MSTAR -- a fast parallelised algorithmically regularised integrator with minimum spanning tree coordinates

Abstract: We present the novel algorithmically regularised integration method MSTAR for high accuracy ($|\Delta E/E| \gtrsim 10^{-14}$) integrations of N-body systems using minimum spanning tree coordinates.
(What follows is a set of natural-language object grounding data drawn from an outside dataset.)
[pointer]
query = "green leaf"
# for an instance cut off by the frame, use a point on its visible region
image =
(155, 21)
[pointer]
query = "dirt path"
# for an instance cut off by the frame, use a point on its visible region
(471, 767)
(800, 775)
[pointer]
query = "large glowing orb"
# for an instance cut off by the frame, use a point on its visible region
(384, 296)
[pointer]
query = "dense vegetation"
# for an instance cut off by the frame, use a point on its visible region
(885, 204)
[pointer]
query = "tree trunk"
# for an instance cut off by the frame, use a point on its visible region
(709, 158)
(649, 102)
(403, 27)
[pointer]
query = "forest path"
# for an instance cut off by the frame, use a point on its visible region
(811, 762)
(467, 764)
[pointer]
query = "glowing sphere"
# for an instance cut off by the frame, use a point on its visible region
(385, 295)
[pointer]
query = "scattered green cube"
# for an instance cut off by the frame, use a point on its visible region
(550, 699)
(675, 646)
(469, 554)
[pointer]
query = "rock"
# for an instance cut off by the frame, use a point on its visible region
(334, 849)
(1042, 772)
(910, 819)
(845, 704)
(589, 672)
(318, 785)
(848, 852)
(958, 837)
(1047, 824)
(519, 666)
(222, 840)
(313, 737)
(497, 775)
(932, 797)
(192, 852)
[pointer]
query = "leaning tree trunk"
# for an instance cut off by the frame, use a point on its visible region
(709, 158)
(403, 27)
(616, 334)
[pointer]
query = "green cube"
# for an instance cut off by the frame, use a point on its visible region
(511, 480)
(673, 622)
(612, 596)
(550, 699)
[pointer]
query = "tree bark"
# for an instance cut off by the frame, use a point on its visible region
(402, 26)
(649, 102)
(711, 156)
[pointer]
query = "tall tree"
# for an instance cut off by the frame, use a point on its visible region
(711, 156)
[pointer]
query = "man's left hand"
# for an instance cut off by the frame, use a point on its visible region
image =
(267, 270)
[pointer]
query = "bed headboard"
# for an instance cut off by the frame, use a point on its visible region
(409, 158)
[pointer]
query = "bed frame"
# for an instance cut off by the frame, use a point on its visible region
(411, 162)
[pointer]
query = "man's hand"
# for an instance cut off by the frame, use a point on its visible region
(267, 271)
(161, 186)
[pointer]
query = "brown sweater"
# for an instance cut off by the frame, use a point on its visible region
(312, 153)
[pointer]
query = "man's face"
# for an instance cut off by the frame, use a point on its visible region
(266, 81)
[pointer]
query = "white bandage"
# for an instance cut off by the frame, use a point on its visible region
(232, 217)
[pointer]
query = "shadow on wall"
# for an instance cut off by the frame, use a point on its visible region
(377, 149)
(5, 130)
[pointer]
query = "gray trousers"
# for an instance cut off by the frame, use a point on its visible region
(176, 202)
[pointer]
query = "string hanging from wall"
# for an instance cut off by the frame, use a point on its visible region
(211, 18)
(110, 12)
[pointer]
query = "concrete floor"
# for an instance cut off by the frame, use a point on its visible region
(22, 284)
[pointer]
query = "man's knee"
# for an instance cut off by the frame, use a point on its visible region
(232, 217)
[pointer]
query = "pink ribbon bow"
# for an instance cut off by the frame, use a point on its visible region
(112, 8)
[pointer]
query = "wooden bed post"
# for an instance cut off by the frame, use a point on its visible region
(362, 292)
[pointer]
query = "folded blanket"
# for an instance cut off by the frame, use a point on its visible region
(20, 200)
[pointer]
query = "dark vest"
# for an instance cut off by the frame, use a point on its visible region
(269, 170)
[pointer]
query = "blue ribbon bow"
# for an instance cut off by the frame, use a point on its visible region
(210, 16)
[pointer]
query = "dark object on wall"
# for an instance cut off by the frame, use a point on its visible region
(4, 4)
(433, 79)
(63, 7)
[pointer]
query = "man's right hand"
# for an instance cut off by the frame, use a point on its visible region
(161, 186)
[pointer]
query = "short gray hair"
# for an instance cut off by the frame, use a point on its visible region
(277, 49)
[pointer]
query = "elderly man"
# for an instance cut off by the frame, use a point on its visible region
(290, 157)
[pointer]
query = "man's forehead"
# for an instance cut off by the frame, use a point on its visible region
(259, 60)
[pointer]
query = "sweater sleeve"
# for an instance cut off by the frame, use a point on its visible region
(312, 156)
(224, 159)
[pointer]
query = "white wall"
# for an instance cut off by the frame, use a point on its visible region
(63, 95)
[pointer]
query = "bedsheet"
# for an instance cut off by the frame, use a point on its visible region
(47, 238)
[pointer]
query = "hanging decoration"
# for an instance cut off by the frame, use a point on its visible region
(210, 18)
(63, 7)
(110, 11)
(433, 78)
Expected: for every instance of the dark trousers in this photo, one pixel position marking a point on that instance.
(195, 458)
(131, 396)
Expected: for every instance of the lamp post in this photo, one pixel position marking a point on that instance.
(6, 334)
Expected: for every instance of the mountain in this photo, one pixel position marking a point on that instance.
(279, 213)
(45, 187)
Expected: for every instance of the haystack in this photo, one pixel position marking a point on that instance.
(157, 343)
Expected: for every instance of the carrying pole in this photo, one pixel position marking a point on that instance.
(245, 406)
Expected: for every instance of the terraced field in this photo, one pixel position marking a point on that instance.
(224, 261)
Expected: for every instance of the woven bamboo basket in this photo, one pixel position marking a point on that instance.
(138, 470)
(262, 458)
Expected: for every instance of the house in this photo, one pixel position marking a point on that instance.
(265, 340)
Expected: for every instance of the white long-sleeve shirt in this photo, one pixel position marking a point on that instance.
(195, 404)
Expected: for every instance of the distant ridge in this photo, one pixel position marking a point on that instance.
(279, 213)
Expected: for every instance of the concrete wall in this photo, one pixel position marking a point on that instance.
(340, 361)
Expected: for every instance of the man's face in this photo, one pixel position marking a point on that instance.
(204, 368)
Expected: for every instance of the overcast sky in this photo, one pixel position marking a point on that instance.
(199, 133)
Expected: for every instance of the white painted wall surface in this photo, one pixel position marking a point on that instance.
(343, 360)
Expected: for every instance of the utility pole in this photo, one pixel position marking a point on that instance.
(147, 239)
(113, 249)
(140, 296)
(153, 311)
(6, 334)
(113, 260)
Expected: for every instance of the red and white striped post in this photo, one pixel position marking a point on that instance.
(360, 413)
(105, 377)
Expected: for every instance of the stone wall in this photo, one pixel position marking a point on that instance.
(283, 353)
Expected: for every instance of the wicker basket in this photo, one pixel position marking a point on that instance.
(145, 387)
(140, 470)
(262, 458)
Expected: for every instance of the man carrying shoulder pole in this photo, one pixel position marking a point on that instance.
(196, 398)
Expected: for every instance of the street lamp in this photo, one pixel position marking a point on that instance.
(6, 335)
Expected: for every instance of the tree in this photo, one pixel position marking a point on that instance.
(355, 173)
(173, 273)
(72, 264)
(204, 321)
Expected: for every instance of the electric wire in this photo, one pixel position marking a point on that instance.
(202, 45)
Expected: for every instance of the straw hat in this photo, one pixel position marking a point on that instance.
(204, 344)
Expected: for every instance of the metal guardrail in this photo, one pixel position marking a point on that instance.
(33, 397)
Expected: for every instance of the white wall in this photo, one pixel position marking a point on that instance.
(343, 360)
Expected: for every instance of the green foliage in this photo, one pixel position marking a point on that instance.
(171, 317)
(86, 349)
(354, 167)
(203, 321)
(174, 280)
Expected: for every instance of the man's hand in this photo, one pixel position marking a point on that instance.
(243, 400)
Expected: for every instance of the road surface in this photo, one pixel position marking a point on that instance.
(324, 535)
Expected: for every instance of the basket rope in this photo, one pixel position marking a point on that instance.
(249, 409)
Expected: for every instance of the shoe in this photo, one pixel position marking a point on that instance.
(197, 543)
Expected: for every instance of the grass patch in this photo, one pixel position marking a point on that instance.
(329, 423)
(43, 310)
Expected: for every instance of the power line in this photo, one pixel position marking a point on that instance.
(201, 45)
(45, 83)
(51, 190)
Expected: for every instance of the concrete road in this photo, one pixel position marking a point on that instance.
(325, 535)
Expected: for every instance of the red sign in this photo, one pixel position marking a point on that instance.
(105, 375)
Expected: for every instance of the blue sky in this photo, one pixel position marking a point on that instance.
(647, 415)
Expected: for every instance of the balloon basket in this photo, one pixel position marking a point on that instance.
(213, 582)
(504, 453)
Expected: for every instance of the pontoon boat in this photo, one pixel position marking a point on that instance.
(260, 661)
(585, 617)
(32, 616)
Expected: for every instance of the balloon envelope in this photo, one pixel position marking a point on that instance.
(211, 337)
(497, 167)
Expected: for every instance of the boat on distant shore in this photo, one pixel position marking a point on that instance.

The two-fold parallelisation of the $\mathcal{O}(N_\mathrm{part}^2)$ force loops and the substep divisions of the extrapolation method allows for a parallel scaling up to $N_\mathrm{CPU} = 0.2 \times N_\mathrm{part}$. The efficient parallel scaling of MSTAR makes the accurate integration of much larger particle numbers possible compared to the traditional algorithmic regularisation chain (AR-CHAIN) methods, e.g. $N_\mathrm{part} = 5000$ particles on $400$ CPUs for $1$ Gyr in a few weeks of wall-clock time. We present applications of MSTAR on few particle systems, studying the Kozai mechanism and N-body systems like star clusters with up to $N_\mathrm{part} =10^4$ particles. Combined with a tree or a fast multipole based integrator the high performance of MSTAR removes a major computational bottleneck in simulations with regularised subsystems. It will enable the next generation galactic-scale simulations with up to $10^9$ stellar particles (e.g. $m_\star = 100 M_\odot$ for a $M_\star = 10^{11} M_\odot$ galaxy) including accurate collisional dynamics in the vicinity of nuclear supermassive black holes.